Subscribed, I've got two ars in Grendel and have thought about building a Grendel savage too.
I am putting already wrapping my mind around my next possible rifle. I have a 223AI that is about 90% done. I ordered two stocks from Kevin at Stockade, becouse there is such a long waiting list on them and I am thinking that I want to build a 6.5 of some sort. What are your thoughts on the differences between these two cartridges? Mainly looking for a lightweight rifle in a short action caliber that will do a lot of paper punching but can still reach out and knock a deer or antelope dead at 600 yards.
Subscribed, I've got two ars in Grendel and have thought about building a Grendel savage too.
I've seen the grendel take a white tail at 500 and it worked like a champ but I think I would prefer the creed for double duty. It packs quite a bit more punch and can handle 140gr bullets
Run the energy numbers for your "600 yard" question.
The Creed is a beautiful standard short-action cartridge. The Grendel is designed specifically around the short AR-15 action length.
So.... What do you want? If you want to take advantage of the full short action length of a rifle, thus a bit more speed with light bullets, and significantly more with the heavies; take the Creed.
With the 120 class bullets, there really isn't much difference if you are popping targets @ 500.
I'm a firm believer in the theory that if it bleeds, I can kill it.
Same question comes up with 308 vs 300 blackout in a bolt gun.
What the 300 blk and the grendel can do is fit in an AR 15, and they work great at that. Based purely on preformance, in a SA bolt gun a 308 win or 6.5 Creedmore can do everything that the smaller cartridges can do, but better. the only downside to going larger is recoil. Or if you just like the smaller cartridges
What im trying to say is that in a bolt gun, there is nothing that the Grendel can do that the creedmoore cant. And lots that the grendel CANT that the creedmore can.
Last edited by Luke45; 10-14-2014 at 11:29 AM.
A lot of paper punching . the Grendel/ Help 10.000 + I think?
Creedmoor 2000 / 3000 smoked. But i love the Creed.
Homefront Please elaborate?
Or just a 260 rem
He said do a lot of paper punching
Just get the Grendel & some AA2520 31+/-gr 123 scenar going 2650 fps all done.
that what i did in my les baer
I built a 264 lbc AR--uncanny accurate but I find the sharp shoulder to neck angle a bit tricky on bolts and feed ramps depending on the bullet. The grendel was designed around the 123 gr bullet--but the jury is pretty much in that the 95 to 110 gr pills are the hot tickets if you want to reach out and drop something.
[B][COLOR="#FF8C00"]Shooting--it's like high-speed golf[/COLOR][/B]
The 6.5 shines brightest with 139-142 grain bullets.

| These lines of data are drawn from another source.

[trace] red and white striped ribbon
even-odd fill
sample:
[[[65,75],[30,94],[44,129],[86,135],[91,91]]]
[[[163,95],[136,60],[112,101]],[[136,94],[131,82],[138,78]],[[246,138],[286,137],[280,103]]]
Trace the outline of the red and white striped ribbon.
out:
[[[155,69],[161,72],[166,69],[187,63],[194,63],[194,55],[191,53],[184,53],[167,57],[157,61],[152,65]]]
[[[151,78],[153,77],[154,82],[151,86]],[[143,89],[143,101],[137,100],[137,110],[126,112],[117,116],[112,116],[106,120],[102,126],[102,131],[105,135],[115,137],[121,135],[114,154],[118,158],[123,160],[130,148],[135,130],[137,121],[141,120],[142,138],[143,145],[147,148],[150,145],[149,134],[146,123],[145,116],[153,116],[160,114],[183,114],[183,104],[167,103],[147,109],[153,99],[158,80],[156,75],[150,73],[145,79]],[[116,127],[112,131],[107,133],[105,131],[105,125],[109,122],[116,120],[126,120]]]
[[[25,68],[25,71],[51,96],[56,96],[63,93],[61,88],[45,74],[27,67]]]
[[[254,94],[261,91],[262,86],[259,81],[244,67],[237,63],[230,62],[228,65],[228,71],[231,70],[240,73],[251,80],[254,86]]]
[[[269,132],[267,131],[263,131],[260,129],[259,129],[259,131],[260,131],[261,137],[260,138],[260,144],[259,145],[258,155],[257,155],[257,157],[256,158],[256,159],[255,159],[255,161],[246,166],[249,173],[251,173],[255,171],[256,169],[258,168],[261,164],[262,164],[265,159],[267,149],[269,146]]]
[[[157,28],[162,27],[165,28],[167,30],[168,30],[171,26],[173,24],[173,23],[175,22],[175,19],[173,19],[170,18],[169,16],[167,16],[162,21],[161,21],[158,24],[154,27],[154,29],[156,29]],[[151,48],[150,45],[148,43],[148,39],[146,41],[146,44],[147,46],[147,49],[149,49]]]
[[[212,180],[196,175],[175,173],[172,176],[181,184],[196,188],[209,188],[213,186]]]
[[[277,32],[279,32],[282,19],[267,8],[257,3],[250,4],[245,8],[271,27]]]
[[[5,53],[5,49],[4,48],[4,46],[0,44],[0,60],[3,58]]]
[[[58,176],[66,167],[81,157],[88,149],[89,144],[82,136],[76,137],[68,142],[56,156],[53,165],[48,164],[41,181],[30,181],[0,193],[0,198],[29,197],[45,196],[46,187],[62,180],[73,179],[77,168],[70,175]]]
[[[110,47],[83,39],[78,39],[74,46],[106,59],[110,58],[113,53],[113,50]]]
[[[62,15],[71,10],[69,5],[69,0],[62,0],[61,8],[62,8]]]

I have a 264 lbc ar 15 and have built 2 264 lbc(a 6.5 grendel variant) bolt guns on savage actions. I don't have a creedmoor to compare to. I can tell you that the 264 lbc's are extremely accurate with little recoil. I would say just a tad more recoil than a 223. It terms of knock down power, we have taken pigs up to 200 lbs and out to 300 yards and they just drop and my buddy took a 180lb whitetail, that ran 20 yards before piling up. For hunting we use the Barnes TTSX 100 grn or the Hornady SST, 123 grn. There is tons of info on the 6.5 Grendel Forum to take a look at.
You can always load down, You can't ever load up.
AR calibers are best left in AR platforms, there will always be a better performer in the more forgiving bolt actions.
Ok so the creedmore is better because of the ability to use heavy pills. But would y'all own a creed if you already had a lbc gas gun or two.
What I'm getting at is: do you think it's worth the trouble and expense of reloading another cartridge if you were already loading Grendel/lbc?
Or would the KISS(keep it simple stupid) acronym apply here?
Your loads and brass are going to be different for a semi vs bolt. Different overal lengths, bolt shells will probly be neck sized, differnt bullets ect may as well be different cartridges
I actually prefer to load a different cartridge. It makes it easy to avoid putting the wrong load in the wrong gun! Then again, I currently load for 28 different cartridges so one more wouldn't make much difference.
The ability to shoot 140's is huge when the wind blows. The advantage is worth any inconveniences.